Certificate presentation at the conference

The following is the keynote speech manuscript delivered by Turing Award laureate Jack J. Dongarra for the 3rd World Conference on Artificial Consciousness. In this message, Dongarra reflects on artificial consciousness as a frontier problem spanning computer science, neuroscience, philosophy, cognitive science, and artificial intelligence.

Jack J. Dongarra keynote speech

Good morning, and thank you for the invitation to share a few words with you today. I regret that I cannot be there in person, but I am very pleased to send my greetings to the organizers and participants of the 3rd World Conference on Artificial Consciousness.

Artificial consciousness is one of the most fascinating and challenging frontiers in computing and science. It lies at the intersection of many disciplines, including computer science, neuroscience, philosophy, cognitive science, and artificial intelligence. Questions about awareness, perception, and the nature of intelligence have occupied human thought for centuries. Today, we find ourselves at a remarkable moment, as computational systems are beginning to engage with aspects of these questions in increasingly practical ways.

From the perspective of computing, what is particularly interesting is how advances in algorithms, data, and large-scale systems are enabling entirely new forms of exploration.

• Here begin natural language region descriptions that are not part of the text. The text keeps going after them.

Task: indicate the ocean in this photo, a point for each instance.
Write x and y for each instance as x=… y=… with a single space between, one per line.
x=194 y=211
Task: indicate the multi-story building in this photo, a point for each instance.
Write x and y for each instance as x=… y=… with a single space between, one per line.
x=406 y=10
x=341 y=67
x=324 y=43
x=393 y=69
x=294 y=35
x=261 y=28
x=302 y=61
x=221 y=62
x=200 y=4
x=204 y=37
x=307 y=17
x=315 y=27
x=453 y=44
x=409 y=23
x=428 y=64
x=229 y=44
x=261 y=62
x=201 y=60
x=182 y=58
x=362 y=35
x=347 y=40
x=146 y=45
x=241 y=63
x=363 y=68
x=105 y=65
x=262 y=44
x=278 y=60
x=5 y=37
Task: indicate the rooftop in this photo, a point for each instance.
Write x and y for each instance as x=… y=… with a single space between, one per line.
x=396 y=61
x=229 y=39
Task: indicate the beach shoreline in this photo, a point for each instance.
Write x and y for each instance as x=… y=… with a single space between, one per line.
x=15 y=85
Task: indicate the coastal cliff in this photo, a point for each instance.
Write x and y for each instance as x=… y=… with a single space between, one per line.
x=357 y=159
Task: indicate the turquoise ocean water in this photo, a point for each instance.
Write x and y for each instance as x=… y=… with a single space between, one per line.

The growth of AI systems capable of learning, reasoning, and interacting with the world has opened discussions that were once purely philosophical. Although we are still far from understanding consciousness in a deep scientific sense, the ability to build increasingly sophisticated computational models allows us to test ideas, explore hypotheses, and better understand the mechanisms underlying intelligence itself.

At the same time, this area reminds us that progress in computing has always been about more than faster machines. It has also been about building frameworks that allow ideas to become experiments, and experiments to become knowledge. Just as numerical algorithms and scientific software have helped turn computing into an instrument of discovery, advances in AI architectures and cognitive modeling may help illuminate some of the deepest questions about mind and intelligence.

Conferences like this play an important role in that process. They bring together researchers from diverse backgrounds and encourage exactly the kind of interdisciplinary dialogue that these problems demand. Progress will likely come not from a single field, but from collaboration among many communities working together.

I would like to congratulate the organizers for creating this forum, and I would also like to thank all of you for the work you are doing. The questions you are addressing are ambitious and difficult, but they are also among the most intellectually exciting challenges of our time.

I wish you a very successful conference and many stimulating discussions. Thank you very much for your attention.